Abstract
Whether the human brain represents emotional stimuli as discrete categories or continuous dimensions is still widely debated. Here we directly contrasted the power of categorical and dimensional models at explaining behavior and cerebral activity in the context of perceived emotion in the voice. We combined functional magnetic resonance imaging (fMRI) and magneto-encephalography (MEG) to measure with high spatiotemporal precision the dynamics of cerebral activity in participants who listened to voice stimuli expressing a range of emotions. The participants also provided a detailed perceptual assessment of the stimuli. By using representational similarity analysis (RSA), we show that the participants’ perceptual representation of the stimuli was initially dominated by discrete categories and an early (<200ms) cerebral response. These responses showed significant associations between brain activity and the categorical model in the auditory cortex starting as early as 77ms.

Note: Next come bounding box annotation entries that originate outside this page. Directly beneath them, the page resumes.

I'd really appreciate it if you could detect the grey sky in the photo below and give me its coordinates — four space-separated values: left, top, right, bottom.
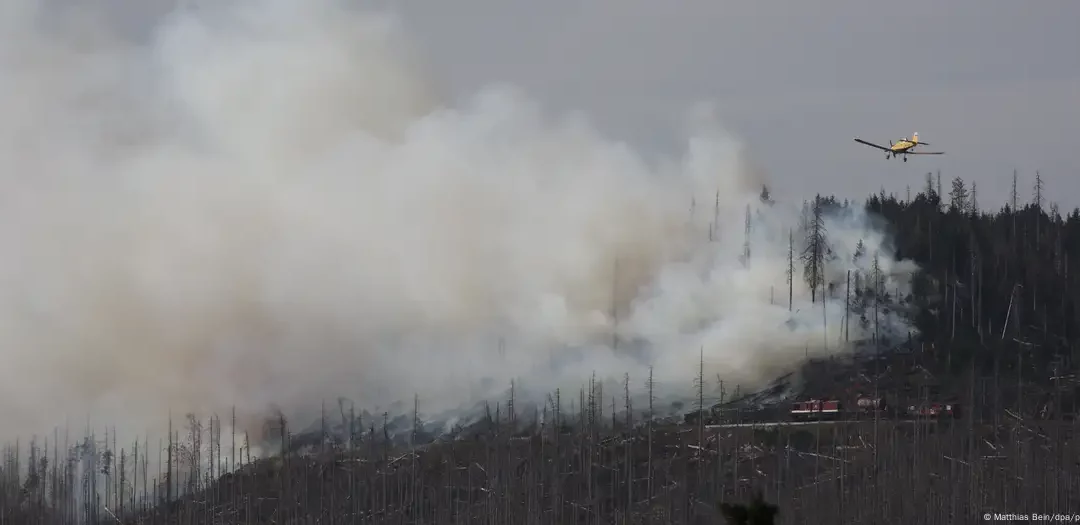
380 0 1080 210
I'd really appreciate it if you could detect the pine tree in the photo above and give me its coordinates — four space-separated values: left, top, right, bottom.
802 196 828 302
948 173 969 213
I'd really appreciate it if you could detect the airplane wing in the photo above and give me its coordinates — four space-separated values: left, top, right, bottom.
855 137 892 151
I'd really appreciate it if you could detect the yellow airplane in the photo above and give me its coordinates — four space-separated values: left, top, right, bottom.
855 133 945 162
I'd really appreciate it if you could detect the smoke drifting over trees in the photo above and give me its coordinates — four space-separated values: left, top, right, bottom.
0 0 914 451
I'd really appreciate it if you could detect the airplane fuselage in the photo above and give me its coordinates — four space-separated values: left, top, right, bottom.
889 140 916 153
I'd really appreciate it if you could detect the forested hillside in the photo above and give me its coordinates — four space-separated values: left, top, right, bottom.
0 174 1080 524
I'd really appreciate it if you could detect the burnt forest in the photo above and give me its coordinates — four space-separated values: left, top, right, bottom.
0 173 1080 525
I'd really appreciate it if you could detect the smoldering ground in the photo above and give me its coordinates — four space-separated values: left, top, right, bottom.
0 0 912 451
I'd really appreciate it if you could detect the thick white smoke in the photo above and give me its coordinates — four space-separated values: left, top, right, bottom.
0 0 920 447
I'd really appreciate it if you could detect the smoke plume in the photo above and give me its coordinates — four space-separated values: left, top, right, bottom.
0 0 912 447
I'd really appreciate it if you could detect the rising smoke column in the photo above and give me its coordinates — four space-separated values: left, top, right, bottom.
0 0 909 447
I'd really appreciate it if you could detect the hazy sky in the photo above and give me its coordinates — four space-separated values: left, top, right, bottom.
369 0 1080 208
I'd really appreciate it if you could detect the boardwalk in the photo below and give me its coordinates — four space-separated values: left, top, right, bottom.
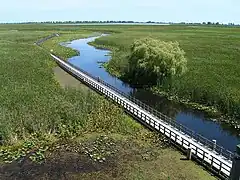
51 54 232 177
36 34 234 178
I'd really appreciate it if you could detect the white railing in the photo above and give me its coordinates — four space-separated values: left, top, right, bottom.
51 54 233 178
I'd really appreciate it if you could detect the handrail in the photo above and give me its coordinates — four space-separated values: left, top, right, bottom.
36 33 235 160
36 35 234 177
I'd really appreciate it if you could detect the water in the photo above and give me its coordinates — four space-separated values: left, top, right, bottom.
64 37 240 151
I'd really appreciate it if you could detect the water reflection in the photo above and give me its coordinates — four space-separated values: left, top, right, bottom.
62 34 240 151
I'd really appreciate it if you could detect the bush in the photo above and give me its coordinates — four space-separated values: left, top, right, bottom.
129 38 187 84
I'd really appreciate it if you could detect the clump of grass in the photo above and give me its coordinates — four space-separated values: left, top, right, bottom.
92 26 240 119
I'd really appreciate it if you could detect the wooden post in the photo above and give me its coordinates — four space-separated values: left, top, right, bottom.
230 145 240 180
187 147 192 160
213 139 217 151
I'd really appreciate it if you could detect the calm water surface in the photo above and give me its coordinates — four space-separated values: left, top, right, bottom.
63 37 240 151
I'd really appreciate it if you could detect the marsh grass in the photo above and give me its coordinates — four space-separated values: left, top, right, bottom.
89 26 240 119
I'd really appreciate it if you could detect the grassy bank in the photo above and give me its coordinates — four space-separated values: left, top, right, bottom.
0 25 214 180
89 26 240 119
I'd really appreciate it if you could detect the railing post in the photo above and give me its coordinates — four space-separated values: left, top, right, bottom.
187 147 192 160
212 139 217 151
230 144 240 180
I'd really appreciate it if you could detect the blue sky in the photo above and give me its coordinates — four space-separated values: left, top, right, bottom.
0 0 240 24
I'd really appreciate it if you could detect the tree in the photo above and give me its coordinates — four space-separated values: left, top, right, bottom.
129 38 187 84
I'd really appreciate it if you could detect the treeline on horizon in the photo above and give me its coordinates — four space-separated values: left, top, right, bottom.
2 21 239 26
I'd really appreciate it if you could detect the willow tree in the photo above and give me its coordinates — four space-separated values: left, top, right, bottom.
129 38 187 84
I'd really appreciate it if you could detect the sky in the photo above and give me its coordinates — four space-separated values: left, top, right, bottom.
0 0 240 24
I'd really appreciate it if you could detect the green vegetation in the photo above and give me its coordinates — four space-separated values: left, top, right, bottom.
124 38 187 85
89 26 240 119
0 25 214 180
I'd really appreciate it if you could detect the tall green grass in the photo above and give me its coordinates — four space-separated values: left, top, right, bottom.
90 26 240 119
0 26 141 144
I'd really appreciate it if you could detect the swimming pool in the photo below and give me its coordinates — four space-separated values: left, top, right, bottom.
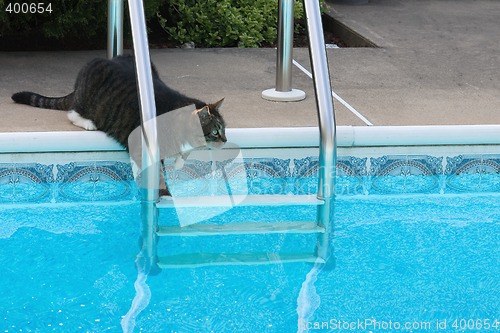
0 127 500 332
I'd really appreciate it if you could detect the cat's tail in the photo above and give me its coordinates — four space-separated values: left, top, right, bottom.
12 91 74 110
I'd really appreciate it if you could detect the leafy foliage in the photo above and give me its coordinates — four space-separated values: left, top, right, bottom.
157 0 303 47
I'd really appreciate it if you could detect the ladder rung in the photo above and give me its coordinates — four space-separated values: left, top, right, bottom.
156 194 324 208
157 222 325 236
158 253 325 268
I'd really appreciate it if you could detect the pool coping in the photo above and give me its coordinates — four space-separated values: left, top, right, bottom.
0 125 500 153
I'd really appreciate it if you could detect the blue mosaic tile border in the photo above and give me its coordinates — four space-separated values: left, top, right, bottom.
0 161 138 204
0 155 500 204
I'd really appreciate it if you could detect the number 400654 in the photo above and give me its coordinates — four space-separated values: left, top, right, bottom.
5 2 52 14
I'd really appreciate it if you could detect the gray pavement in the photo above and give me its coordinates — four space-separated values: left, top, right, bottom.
0 0 500 132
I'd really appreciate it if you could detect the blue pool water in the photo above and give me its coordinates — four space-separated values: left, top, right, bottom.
0 189 500 333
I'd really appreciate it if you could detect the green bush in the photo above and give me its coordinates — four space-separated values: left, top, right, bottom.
157 0 303 47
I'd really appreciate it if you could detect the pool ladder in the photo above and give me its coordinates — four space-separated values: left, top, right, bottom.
113 0 336 268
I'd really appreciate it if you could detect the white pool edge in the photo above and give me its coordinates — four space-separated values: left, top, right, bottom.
0 125 500 153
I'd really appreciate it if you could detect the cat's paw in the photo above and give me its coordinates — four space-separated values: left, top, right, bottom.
174 156 186 170
85 120 97 131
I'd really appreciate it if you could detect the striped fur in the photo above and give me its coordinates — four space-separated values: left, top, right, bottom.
12 56 226 148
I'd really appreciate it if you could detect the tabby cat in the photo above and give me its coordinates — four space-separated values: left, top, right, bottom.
12 56 227 195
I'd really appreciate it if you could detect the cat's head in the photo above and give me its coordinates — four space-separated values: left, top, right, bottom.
196 98 227 148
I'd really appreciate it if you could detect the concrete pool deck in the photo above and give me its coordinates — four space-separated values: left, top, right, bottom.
0 0 500 132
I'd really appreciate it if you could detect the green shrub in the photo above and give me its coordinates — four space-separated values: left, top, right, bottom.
157 0 303 47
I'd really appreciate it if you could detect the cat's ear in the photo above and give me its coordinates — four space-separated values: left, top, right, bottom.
196 105 212 118
210 98 224 111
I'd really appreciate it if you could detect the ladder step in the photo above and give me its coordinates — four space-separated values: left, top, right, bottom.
158 253 325 268
156 194 324 208
157 222 325 236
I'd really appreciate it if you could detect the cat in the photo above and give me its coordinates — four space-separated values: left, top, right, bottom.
12 55 227 195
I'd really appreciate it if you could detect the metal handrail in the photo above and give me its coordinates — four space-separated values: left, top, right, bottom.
108 0 160 274
108 0 337 260
108 0 123 59
304 0 337 199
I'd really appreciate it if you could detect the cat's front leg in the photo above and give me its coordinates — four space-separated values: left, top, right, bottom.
174 153 189 170
67 110 97 131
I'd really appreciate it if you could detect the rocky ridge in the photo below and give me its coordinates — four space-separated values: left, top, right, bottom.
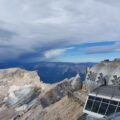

Furthermore, we observed strong associations between the arousal and valence dimensions and activity in several cortical and subcortical areas at later latencies (>500ms). Our results thus show that both categorical and dimensional models account for patterns of cerebral responses to emotions in voices but with a different timeline and detail as to how these patterns evolve from discrete categories to progressively refined continuous dimensions.
One Sentence Summary: Emotions expressed in the voice are instantly categorized in cortical processing and their distinct qualities are refined dimensionally only later on.